Há seis anos, o maior colecionador de obras do País, José Mindlin, doou o seu acervo de 32 mil títulos e 60 mil volumes para a USP. Foi o pontapé inicial para a criação da Brasiliana, biblioteca que existe virtualmente desde 2009 e agora está no mundo físico. Ela foi inaugurada oficialmente no último sábado, em um moderno edifício desenhado especialmente para receber o acervo e a toda a infraestrutura necessária para a sua digitalização.

O prédio, localizado no centro do câmpus universitário, é a concretização do que José Mindlin sonhava desde a doação do seu patrimônio para a USP, em 2006. Antes disso, tudo o que adquirira durante sua vida se acumulava em sua própria casa, na zona sul da capital paulista, onde nasceu. E foi também lá que começou o processo de digitalização do acervo, feito apenas com um scanner importado batizado de “Maria Bonita”, que trabalhava capturando 2,4 mil páginas por hora.

O espaço começou a ser pouco e as demandas cresceram, principalmente após uma solicitação da USP para que o acervo de obras raras de algumas faculdades fosse digitalizado.

A biblioteca se mudou provisoriamente para um dos prédios dos cursos de Engenharia – e, agora, ganhou o endereço definitivo no coração do câmpus. (O acervo de obras raras está praticamente pronto e deve estrear ao público ainda neste ano.)

O prédio final recebe com o devido conforto não só Maria Bonita, mas também outros dois scanners projetados para capturar páginas de livros e dois “Sky View”, que têm superfície adequada para a digitalização de documentos maiores, como periódicos e mapas. Além disso, pelo privilégio de ter um lugar estável, a Brasiliana agora conta com profissionais contratados exclusivamente para atividades centrais para a continuidade do trabalho de preservação e digitalização do acervo.

Gargalo

Só que, até agora, apenas 10% dos 32 mil documentos cedidos por Mindlin estão no ar. Para Pedro Puntoni, coordenador da Brasiliana e professor do departamento de História, a vagareza tecnológica não representa um problema. A pedra no sapato é jurídica.

Cerca de metade das raridades de Mindlin não poderiam, legalmente, ser digitalizadas e, consequentemente, liberadas para acesso público.
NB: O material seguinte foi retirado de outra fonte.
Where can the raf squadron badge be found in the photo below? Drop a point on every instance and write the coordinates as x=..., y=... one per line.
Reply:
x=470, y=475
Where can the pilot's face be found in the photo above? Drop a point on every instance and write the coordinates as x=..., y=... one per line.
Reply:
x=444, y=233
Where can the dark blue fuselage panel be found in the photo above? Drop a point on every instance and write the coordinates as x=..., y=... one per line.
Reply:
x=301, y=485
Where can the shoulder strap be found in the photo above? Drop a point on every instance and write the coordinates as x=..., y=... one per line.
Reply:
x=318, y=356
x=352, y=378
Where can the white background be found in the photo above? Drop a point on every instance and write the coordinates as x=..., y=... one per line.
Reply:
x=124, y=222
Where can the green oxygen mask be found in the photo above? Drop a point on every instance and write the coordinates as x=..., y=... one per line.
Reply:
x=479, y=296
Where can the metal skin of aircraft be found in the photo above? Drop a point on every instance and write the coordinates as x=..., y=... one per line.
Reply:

Isso porque, de acordo com a lei de direitos autorais em vigor no País, para reproduzir uma obra, a instituição deve ter a autorização do seu responsável ou aguardar que ela entre em domínio público – o que leva 70 anos após a morte do autor.

As obras não poderiam, mas, se depender de Puntoni, a Brasiliana não vai permitir que nenhuma raridade apodreça sem garantir sua sobrevivência digital.
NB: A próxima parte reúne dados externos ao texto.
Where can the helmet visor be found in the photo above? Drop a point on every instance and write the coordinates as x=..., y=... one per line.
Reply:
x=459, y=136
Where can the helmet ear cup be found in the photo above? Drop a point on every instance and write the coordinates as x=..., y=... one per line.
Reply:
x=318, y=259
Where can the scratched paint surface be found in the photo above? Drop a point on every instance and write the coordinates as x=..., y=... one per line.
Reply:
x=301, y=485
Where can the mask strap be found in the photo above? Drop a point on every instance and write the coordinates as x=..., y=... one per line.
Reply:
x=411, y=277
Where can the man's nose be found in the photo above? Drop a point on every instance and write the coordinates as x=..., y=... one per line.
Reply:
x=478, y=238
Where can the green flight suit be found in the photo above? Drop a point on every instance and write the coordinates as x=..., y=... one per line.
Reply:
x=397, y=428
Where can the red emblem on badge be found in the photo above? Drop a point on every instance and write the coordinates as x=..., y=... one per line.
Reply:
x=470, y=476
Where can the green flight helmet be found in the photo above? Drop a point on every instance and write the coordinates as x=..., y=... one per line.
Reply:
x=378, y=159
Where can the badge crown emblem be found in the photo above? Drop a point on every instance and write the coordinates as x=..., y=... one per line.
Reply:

“Não há na lei nenhuma regra específica para reprodução de obras raras por bibliotecas”, explica Manoel Joaquim Pereira dos Santos, assessor jurídico da Brasiliana. “Já que a digitalização não constitui ganho econômico, vamos seguir a Constituição que diz que o Estado tem que preservar obras de patrimônio público.”
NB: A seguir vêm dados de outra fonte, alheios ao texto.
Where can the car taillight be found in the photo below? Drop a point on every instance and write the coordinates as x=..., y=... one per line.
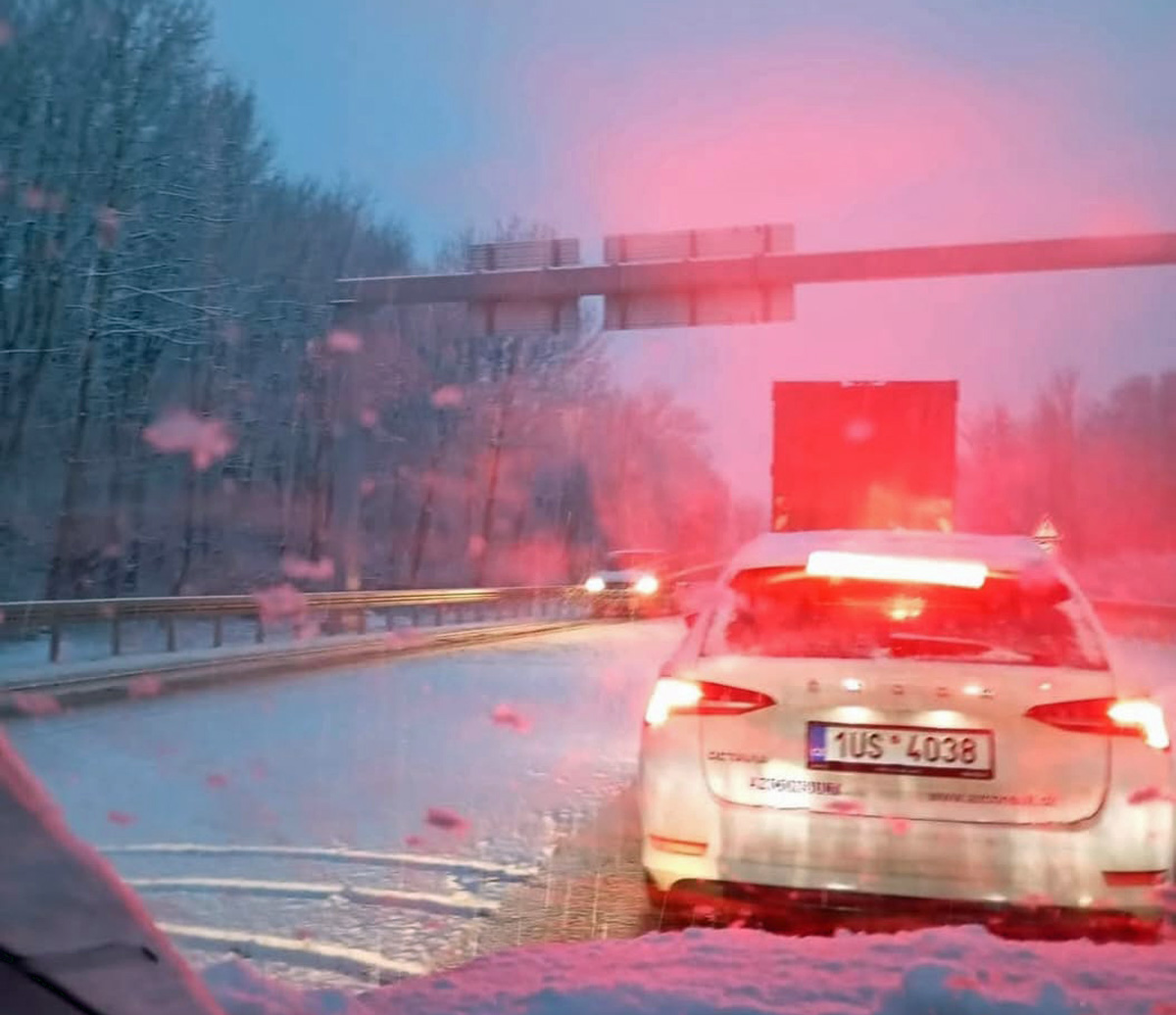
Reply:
x=675, y=697
x=1108, y=715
“Em todo lugar no mundo, a lei limita os direitos do autor para o uso por bibliotecas para preservação”, emenda Pedro Puntoni. “Só Brasil, Burundi, Haiti, Burkina Faso e o Principado de Mônaco não têm essa limitação. É uma vergonha. Temos que preservar a memória”, conclui.

A digitalização da Brasiliana, aliás, é orientada por princípios livres – a começar pelo software. O trabalho carrega no Brasil a bandeira da chamada Rede Memorial, grupo de 31 instituições que assumiram o compromisso de digitalizar seus acervos seguindo princípios como os de acesso livre aos documentos e “compartilhamento das informações e da tecnologia” usadas.

Para isso, a Brasiliana arquitetou seu sistema combinando vários tipos de software livre. Estão presentes o DSpace, programa de repositório de conteúdo digital gerido por uma ONG britânica; o Djatoka, para imagens; os visualizadores IIPIimage e BookReader; além do buscador Solr, da Apache.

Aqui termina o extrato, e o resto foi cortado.